“The stars are aligned now,” said Austin Mayor Steve Adler as he addressed those gathered for the second-annual SXSWedu Greater Austin Area My Brother’s Keeper Community Dialogue.
“[Now is the time] to redirect energy resources to advance the full potential of everyone who lives here in Austin,” Adler said in his opening remarks.
It has been a busy year for the My Brother’s Keeper initiative in Austin, which is co-chaired by Dr. Gregory J. Vincent, vice president for diversity and community engagement at UT Austin, and Mark Madrid, CEO for the Greater Austin Hispanic Chamber of Commerce.
What began last year as a gathering at SXSWedu to address the barriers that area boys and young men of color face is now a formal organization with support from the City of Austin, Travis County, local universities, school districts and public and private industry. The organization is focusing its efforts on six local priority areas, which include improvements in reading levels in early education, high school, college and career readiness, health and wellness, violence intervention programs and more. The team will use data to measure progress in each priority area.
Michael Smith, special assistant to President Obama and senior director of cabinet affairs for My Brother’s Keeper, also spoke at the SXSWedu event. Paraphrasing Obama, Smith said that there is not a single thing more important to the future of America than whether or not young men of color can achieve their dreams, putting into perspective the importance of the initiative’s work.
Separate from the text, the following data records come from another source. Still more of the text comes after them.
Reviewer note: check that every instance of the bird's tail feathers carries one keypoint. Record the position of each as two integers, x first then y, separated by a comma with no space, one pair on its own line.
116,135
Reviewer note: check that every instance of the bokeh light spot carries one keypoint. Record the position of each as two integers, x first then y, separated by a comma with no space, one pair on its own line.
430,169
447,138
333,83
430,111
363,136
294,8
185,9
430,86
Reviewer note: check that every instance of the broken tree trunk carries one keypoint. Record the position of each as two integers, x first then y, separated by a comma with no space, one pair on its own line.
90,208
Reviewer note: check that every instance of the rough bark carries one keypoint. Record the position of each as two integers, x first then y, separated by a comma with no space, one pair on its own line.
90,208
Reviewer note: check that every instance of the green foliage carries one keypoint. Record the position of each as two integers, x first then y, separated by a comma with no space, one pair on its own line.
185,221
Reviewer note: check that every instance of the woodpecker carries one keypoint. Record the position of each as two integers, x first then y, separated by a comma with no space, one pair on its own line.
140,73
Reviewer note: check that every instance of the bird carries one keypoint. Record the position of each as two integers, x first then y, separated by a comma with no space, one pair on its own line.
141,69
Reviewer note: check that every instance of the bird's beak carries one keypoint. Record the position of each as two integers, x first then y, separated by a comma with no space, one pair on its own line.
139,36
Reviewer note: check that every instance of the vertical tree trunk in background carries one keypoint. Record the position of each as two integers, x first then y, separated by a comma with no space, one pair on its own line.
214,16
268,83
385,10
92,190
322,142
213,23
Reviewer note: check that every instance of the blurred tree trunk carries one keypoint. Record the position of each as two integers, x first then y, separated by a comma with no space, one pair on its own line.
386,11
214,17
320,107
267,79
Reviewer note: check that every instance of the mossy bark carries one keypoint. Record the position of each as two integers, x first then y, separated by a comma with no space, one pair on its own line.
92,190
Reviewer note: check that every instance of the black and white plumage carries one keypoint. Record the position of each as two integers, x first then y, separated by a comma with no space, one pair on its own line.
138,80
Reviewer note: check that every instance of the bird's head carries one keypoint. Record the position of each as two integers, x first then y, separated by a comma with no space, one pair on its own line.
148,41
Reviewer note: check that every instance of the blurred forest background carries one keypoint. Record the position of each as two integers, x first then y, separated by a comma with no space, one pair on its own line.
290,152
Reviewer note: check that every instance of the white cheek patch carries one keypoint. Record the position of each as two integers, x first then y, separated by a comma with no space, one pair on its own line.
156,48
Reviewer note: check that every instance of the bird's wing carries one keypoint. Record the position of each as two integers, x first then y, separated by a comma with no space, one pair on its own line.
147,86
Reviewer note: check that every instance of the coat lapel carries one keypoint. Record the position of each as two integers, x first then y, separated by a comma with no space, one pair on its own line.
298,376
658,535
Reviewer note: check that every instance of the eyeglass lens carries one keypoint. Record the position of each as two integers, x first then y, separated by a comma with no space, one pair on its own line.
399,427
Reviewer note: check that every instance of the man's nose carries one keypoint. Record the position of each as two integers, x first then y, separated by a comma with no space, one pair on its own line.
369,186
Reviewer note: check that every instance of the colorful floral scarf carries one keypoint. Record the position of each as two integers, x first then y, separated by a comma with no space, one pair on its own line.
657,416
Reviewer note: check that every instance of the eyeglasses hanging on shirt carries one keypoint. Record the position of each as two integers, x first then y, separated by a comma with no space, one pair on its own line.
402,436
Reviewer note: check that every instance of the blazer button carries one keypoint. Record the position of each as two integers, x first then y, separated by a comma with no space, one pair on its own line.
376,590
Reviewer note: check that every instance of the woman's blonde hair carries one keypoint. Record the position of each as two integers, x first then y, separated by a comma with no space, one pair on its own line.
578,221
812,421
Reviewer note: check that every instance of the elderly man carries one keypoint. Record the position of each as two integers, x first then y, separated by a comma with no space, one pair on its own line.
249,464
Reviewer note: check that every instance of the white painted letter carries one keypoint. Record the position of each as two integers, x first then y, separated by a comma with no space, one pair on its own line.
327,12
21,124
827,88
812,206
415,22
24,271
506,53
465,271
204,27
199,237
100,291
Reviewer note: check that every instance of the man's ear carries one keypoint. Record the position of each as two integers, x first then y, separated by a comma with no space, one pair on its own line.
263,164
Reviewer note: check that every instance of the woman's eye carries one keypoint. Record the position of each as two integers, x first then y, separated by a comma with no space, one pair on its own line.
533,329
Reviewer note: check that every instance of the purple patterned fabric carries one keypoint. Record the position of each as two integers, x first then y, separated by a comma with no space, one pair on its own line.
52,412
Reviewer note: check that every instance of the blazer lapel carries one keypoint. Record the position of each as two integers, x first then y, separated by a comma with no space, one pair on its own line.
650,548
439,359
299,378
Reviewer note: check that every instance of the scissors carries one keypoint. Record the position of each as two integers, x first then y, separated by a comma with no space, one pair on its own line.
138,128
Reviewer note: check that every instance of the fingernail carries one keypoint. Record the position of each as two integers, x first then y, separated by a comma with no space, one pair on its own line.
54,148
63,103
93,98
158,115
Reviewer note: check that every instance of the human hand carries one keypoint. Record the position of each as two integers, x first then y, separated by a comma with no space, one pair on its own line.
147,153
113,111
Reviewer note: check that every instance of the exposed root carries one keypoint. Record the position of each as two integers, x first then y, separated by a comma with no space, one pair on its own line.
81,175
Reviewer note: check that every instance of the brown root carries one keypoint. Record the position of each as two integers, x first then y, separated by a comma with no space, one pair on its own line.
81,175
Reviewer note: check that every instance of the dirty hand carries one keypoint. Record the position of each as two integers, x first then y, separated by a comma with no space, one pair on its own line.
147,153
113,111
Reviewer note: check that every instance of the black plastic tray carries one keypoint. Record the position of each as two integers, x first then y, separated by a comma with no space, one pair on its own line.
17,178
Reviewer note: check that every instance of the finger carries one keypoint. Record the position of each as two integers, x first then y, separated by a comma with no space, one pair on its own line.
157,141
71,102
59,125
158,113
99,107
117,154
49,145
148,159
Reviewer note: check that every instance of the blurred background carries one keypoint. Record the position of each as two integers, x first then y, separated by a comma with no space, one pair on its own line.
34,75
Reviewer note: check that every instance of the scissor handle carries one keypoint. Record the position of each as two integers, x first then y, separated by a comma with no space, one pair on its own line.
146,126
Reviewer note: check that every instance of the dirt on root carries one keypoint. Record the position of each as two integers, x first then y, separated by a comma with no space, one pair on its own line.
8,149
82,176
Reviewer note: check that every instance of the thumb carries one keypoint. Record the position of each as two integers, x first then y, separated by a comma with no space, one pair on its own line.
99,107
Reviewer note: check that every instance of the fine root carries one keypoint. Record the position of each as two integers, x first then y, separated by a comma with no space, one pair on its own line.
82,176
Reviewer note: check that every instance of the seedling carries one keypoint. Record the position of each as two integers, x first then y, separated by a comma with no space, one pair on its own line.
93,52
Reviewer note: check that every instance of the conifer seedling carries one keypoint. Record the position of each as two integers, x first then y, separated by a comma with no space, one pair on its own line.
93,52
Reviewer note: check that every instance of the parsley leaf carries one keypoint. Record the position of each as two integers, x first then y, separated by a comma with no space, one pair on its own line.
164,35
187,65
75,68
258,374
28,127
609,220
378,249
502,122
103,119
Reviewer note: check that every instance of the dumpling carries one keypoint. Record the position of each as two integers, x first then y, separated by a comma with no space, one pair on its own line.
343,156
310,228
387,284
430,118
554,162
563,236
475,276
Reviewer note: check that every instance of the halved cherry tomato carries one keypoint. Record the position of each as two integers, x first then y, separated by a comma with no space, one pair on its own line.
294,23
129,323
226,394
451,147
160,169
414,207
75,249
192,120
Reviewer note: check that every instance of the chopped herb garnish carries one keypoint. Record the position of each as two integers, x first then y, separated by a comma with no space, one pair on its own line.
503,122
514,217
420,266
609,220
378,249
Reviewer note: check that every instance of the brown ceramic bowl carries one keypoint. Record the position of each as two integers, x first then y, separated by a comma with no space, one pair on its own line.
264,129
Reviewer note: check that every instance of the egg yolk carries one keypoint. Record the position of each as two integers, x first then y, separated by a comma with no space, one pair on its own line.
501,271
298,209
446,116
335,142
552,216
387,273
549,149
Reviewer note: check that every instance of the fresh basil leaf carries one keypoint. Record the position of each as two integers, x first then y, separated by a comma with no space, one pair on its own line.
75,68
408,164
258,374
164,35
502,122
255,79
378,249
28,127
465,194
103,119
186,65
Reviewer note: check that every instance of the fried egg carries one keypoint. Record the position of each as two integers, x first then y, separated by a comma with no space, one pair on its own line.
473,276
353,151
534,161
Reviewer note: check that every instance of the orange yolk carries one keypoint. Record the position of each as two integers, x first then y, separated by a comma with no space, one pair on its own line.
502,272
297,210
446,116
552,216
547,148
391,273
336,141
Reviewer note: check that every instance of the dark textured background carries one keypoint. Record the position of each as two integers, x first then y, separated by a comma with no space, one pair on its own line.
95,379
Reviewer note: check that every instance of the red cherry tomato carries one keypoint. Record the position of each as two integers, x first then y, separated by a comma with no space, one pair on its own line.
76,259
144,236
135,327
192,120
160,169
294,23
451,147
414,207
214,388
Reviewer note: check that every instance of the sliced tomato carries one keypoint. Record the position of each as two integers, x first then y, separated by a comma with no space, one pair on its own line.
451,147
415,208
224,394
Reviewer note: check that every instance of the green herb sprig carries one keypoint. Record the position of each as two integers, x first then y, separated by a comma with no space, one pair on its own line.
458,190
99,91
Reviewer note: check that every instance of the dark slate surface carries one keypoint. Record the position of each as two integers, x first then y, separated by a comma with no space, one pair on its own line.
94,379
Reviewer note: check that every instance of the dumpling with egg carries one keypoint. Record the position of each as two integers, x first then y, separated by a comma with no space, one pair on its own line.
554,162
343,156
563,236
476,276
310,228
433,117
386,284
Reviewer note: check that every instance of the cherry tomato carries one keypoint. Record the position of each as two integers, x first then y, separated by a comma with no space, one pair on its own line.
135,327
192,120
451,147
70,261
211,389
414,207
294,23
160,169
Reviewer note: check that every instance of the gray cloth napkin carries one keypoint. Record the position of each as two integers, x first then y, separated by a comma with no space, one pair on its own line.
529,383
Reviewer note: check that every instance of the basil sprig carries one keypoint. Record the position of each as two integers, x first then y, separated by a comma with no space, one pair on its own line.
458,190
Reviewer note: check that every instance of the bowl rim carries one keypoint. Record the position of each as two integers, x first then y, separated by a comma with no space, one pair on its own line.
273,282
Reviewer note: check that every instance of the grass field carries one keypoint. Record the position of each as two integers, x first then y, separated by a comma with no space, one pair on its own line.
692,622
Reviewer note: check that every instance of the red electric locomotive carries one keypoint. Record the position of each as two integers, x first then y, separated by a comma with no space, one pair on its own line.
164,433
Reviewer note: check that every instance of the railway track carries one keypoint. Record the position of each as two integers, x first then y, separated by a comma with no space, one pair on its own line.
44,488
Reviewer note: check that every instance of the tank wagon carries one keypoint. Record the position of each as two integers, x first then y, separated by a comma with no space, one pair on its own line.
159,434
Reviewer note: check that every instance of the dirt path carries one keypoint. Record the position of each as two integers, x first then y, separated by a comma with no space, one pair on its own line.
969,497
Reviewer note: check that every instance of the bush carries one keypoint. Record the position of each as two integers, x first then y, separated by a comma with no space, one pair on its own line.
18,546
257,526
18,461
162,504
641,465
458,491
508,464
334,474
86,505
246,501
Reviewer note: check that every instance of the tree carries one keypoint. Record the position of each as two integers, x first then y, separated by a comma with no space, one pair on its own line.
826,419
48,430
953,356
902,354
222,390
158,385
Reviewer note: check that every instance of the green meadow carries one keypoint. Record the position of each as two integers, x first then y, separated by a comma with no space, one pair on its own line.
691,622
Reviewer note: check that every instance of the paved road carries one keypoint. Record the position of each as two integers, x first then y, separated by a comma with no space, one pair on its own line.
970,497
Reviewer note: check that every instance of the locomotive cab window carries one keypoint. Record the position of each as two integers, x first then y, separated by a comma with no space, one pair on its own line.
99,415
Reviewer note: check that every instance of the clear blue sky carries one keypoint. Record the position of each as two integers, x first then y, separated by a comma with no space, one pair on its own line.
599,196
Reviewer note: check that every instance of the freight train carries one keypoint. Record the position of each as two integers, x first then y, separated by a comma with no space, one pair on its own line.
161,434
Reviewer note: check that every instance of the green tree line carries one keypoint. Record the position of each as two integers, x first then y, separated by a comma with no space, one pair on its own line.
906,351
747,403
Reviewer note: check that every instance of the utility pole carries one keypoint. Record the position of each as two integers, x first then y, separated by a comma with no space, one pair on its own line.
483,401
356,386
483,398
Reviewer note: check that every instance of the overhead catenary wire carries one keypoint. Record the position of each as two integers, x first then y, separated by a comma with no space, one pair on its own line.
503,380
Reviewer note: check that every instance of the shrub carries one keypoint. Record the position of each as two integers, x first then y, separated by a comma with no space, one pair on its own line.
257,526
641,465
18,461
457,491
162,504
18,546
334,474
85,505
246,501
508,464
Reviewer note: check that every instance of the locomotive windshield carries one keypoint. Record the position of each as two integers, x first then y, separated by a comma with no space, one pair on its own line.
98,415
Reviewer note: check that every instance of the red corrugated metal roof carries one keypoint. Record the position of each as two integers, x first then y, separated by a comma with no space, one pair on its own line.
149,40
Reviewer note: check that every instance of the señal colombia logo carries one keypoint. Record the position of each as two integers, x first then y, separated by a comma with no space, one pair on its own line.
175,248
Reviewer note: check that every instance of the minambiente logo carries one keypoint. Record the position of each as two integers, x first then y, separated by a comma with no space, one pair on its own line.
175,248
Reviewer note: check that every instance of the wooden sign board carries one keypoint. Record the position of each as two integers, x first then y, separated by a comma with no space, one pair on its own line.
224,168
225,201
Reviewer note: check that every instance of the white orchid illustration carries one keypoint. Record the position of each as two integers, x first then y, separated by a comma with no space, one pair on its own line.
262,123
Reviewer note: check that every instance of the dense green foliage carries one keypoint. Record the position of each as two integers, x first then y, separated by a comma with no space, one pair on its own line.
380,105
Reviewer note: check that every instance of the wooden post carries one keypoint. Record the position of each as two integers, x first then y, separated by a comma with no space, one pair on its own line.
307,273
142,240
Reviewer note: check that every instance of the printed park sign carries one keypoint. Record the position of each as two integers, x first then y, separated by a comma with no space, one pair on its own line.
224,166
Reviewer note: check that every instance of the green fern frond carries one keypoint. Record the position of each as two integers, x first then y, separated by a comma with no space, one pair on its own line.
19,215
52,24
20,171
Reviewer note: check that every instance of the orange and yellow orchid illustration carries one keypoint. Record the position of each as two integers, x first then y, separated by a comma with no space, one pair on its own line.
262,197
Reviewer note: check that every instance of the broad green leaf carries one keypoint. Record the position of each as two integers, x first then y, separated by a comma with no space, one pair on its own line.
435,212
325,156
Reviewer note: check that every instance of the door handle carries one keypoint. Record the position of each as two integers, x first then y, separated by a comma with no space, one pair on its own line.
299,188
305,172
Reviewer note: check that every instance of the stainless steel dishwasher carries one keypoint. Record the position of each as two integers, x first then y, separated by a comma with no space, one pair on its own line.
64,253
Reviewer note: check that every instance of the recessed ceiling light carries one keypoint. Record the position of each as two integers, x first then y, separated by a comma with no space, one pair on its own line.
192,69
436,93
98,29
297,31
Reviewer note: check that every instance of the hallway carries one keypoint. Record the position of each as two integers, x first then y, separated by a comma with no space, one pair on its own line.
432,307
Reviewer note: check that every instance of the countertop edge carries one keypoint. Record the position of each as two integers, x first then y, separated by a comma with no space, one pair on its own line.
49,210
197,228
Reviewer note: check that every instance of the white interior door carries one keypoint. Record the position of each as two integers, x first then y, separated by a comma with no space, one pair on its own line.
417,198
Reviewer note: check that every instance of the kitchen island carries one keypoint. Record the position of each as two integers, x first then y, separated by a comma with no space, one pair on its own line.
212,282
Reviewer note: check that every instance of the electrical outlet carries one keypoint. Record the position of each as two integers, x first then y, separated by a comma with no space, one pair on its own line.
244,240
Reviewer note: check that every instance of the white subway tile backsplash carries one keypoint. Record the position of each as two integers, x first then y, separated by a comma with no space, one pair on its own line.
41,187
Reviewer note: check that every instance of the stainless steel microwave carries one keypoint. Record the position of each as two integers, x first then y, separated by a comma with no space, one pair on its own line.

In his closing, Mayor Adler gave the group a challenge: to bring results to the same meeting in 2017.
“One year ago we were a group that was joining together with the prospect of doing something real,” he said. “I like the idea of one year ago because it’s important to look back, but I want this to really be one year before. One year before we gather and we no longer are talking about ideas, but about what we have accomplished.”